Brazil Switching Funds from Coal to Solar
Brazil’s development bank has announced a switch in funding away from fossil fuel plants and hydro towards solar.
BNDES will no longer provide subsidised loans for oil and coal powered plants, while gas fired plants and big hydro-electric schemes will now receive a maximum of 50% funding – down from the 70% previously permitted. Wind, biomass, and small hydro projects will continue to attract up to 70% financing, but the big winners in the switch in funding will be solar where new schemes will now be eligible for financing up to 80% of the costs compared to the previous 70%.
While BNDES is the worlds biggest investor in cleantech, this move is not simply about helping Brazil reach its 23% non-hydro clean energy target by 2030 – it is largely down to tough economic conditions meaning there is less money to go around.
The bank has therefore decided to concentrate on renewables and hopes private finance can be used to make up any shortfall in funding for the big hydro projects.
While oil fueled generation is expected to have fallen to 3.201GW by 2024 from today’s 3.58GW, the use of coal is still increasing and is expected to reach 3.404GW in the same period, up from 3.06GW. BNDES therefore hopes to encourage renewables in order to mitigate against this and help reach Paris.

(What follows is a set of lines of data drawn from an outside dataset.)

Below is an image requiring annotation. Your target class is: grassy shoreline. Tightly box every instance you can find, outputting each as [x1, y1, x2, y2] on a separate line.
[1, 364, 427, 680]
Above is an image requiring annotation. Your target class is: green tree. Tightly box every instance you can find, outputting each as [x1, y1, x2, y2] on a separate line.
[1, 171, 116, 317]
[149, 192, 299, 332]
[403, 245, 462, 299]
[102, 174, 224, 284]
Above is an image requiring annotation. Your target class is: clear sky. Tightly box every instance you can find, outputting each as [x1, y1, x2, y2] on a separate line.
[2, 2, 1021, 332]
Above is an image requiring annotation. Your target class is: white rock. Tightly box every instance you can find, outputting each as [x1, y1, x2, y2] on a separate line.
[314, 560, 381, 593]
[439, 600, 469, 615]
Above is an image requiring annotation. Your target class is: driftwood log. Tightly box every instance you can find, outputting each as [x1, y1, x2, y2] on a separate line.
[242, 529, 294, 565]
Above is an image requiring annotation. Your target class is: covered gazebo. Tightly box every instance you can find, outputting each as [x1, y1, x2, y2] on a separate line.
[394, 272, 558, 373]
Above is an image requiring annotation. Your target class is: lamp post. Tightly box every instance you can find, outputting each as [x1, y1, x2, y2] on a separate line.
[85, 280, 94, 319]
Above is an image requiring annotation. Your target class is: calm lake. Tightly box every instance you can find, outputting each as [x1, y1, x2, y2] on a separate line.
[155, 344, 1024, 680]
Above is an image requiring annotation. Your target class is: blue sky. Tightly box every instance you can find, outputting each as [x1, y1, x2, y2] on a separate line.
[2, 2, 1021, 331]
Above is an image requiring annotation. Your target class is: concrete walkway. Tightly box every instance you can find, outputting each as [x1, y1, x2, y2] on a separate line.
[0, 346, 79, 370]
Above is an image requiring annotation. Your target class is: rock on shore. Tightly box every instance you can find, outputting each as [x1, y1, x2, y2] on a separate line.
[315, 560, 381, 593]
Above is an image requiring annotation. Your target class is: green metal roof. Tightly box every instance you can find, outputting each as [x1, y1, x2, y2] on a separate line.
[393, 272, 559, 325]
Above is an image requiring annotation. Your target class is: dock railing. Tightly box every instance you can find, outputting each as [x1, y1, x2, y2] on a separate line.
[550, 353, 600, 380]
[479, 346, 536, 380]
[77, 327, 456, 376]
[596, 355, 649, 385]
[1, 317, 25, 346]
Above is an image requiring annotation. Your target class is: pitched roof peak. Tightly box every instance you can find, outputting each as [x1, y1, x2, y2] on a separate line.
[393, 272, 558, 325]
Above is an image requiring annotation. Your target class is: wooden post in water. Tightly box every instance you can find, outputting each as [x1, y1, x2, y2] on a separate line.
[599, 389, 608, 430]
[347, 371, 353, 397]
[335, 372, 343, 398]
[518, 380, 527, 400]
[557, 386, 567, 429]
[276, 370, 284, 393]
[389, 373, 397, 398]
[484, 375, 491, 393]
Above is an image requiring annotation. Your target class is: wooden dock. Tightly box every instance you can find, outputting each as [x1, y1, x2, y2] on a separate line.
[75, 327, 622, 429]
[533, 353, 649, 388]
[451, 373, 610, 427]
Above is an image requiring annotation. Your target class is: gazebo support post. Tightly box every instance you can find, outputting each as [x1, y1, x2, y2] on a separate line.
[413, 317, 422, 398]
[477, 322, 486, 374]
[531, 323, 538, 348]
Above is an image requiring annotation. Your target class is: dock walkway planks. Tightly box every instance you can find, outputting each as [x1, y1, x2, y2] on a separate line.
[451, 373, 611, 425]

Speaking to Bloomberg Carla Primavera, superintendent of energy at BNDES said: “Solar energy is still a source under development in Brazil, which justifies our participation increase, to further strengthen the industry”.
Brazil already has a highly successful ‘green’ electricity generating policy. Approximately 85% of its domestically produced electricity was sourced from hydro in 2009, but a decision was made to move towards other forms of renewables following a prolonged drought which caused a power crisis.
A target of 20GW of wind power has been set for 2020, compared to 2014’s figure of 5GW – with the country having the potential to install 143GW of wind power capacity. Utility-scale solar has a target of 7GW by 2024 – up from an expected 3GW by the end of 2018.
Biomass too is important in Brazil, with 1 million people working in the sector. While electricity is produced from biomass, by far the most important use is in the production of ethanol, which largely fuels road vehicles.